Bankruptcy courts also have held that an individual debtor who, as an officer of a corporation, actively participates in the conversion of collateral, is personally liable to the injured party and the debt is non-dischargeable pursuant to § 523(a)(6). In Owens , the debtor was an officer, director, and majority shareholder of an automobile corporation and personally guaranteed a debt similar for floor financing. The Owens debtor "was in charge of the day-to-day activities, sold automobiles without remitting the proceeds to [the Creditor], and transferred money from the dealership to another corporation he (the debtor) owned while failing to make any notation on the records." The court found "an officer of a corporation acts willfully if he is in control of the actions taken by the business, and "maliciously" if he is aware that these actions taken violate the property rights of another."
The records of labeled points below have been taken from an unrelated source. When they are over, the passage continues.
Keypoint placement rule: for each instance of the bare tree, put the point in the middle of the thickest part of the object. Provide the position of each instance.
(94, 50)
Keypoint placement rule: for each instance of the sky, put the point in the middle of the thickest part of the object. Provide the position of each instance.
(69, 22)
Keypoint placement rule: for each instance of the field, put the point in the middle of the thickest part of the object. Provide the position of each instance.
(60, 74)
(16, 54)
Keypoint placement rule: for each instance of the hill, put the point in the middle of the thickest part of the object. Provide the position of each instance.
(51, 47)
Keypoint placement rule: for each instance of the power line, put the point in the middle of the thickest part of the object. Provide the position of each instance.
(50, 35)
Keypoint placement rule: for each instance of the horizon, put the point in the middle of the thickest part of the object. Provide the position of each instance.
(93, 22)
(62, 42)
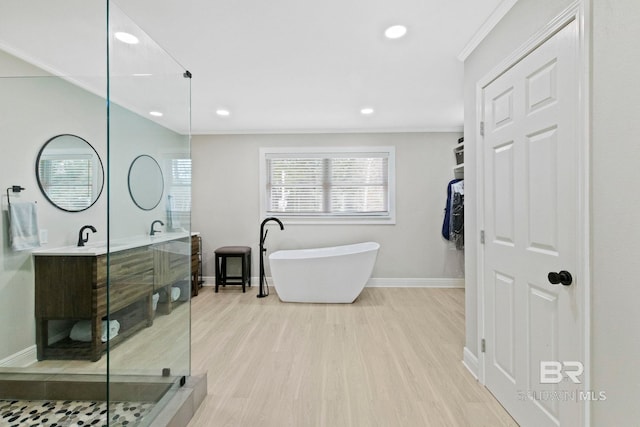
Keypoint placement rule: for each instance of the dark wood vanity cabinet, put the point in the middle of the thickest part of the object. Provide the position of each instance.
(74, 287)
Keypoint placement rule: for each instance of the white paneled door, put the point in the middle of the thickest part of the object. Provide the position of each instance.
(533, 313)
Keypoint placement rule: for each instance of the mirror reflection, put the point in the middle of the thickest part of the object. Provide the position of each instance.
(146, 182)
(69, 173)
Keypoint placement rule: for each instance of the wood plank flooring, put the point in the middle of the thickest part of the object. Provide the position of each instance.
(393, 358)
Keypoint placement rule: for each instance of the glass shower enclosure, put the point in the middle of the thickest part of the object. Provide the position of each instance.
(96, 249)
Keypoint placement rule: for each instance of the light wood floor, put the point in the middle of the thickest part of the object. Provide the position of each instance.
(393, 358)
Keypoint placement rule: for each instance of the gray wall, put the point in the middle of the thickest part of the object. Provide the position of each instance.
(614, 151)
(615, 234)
(226, 201)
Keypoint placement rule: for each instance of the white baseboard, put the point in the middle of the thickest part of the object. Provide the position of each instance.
(470, 361)
(418, 282)
(381, 282)
(21, 359)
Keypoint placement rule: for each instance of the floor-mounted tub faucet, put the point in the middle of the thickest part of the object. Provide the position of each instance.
(153, 230)
(83, 240)
(263, 237)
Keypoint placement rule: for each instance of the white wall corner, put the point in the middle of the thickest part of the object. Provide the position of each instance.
(21, 359)
(470, 361)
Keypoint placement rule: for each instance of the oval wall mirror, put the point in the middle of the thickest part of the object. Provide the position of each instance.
(69, 173)
(146, 183)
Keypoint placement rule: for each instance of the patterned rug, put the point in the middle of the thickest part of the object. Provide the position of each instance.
(71, 413)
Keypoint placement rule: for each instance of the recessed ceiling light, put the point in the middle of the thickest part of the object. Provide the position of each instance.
(126, 38)
(395, 32)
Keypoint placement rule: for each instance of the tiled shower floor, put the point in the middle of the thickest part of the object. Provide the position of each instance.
(71, 413)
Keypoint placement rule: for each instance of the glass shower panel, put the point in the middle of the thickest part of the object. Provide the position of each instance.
(150, 242)
(53, 81)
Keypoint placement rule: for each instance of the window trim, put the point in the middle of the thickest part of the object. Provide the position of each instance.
(377, 218)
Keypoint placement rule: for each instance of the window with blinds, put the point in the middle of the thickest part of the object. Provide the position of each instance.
(180, 185)
(345, 183)
(69, 180)
(178, 192)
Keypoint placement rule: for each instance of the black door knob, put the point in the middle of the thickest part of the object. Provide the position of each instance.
(563, 277)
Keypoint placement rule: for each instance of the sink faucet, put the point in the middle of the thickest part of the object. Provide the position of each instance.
(153, 230)
(83, 240)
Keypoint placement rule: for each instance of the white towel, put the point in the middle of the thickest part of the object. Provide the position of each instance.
(23, 226)
(81, 330)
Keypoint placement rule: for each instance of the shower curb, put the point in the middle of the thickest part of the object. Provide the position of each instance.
(184, 403)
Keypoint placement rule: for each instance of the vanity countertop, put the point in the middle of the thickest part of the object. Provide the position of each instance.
(116, 245)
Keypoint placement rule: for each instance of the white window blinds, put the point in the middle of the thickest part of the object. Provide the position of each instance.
(329, 184)
(180, 185)
(69, 180)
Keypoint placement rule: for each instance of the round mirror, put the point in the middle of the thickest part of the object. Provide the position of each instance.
(146, 183)
(69, 173)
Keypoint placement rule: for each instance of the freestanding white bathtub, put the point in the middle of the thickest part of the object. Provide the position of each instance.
(324, 275)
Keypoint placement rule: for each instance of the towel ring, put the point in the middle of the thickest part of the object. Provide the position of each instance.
(14, 189)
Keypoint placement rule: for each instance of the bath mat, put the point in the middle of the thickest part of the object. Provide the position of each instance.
(71, 413)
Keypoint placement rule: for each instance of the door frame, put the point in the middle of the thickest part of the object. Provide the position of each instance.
(578, 11)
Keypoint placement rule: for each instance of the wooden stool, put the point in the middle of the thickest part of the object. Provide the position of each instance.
(242, 252)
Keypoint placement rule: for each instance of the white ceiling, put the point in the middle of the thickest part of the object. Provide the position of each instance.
(305, 66)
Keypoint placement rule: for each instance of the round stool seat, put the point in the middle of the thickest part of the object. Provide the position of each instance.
(222, 277)
(233, 250)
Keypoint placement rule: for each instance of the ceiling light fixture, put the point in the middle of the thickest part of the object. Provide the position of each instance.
(126, 38)
(395, 32)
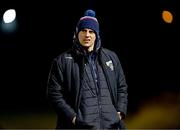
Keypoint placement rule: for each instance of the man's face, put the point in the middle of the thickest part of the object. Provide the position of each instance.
(87, 38)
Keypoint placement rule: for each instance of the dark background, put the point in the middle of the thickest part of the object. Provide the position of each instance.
(146, 45)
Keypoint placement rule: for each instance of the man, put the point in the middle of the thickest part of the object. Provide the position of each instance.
(86, 84)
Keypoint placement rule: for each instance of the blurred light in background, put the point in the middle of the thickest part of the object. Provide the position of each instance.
(9, 22)
(167, 16)
(9, 16)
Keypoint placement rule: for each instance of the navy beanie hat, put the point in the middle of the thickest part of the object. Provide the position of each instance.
(88, 21)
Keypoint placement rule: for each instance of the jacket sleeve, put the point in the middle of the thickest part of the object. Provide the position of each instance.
(55, 91)
(122, 94)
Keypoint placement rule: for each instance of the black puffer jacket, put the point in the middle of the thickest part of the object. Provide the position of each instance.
(64, 83)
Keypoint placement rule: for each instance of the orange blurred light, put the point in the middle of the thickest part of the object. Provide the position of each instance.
(167, 16)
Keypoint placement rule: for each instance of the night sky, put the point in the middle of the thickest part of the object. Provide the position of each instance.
(147, 47)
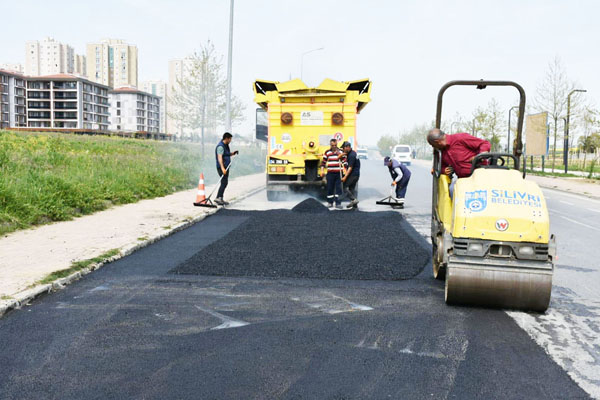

Ford Motor Credit Co. v. Owens , 807 F.2d at 1559
In re Penton , 299 B.R. 701, 705 (Bankr. S.D. Ga. 2003) (summarizing Owens )
Id.
Applying these standards, Debtor was responsible for the day to day activities of the Hammerhead's used truck sales and operations. Debtor also knew the Missing Truck was subject to Creal's lien, and Debtor (acting through Hammerhead) accepted the money from Creal under the Floor Plan Agreement. The glaring hole in Creal's case, however, is that no evidence was presented that the Missing Truck was ever on Hammerhead's lot or that Hammerhead or Debtor sold the Missing Truck and kept the money. The only testimony related to the Missing Truck was Creal's final witness who testified that the Missing Truck simply was not on the lot.
"[A] business person will be held to a higher standard than an ordinary individual where it is clear that the business person would be more knowledgeable of the natural consequences of his acts." Id. at 705
In addition, at best, Creal's claim for willful and malicious collateral conversion is limited to the value of the Missing Truck. But, after repossessing all of its collateral except the Missing Truck, Hammerhead actually paid Creal approximately $243,000 under the Settlement. So, on this record, even if Creal had established a viable claim for conversion of the Missing Truck, who is to say that Creal's conversion claim has not already been satisfied.
See , e.g. , In re Reid , 598 B.R. 674, 684 (Bankr. S.D. Ala. 2019).
Accordingly, Creal also has not met its burden in establishing a claim for non-dischargeability under section 523(a)(6).
The evidence presented by Creal stands in sharp contrast to what happened in In re Reid , 598 B.R. at 684. There, the evidence established that debtor sold a piece of collateral and used the money to bail out her boyfriend from jail. The debtor also testified that she understood that selling the collateral and keeping the money would harm her creditor. No similar evidence was presented by Creal.
Based on these findings, Debtor's remaining obligation to Creal is subject to discharge and separate judgment will be entered in favor of the Debtor/Defendant.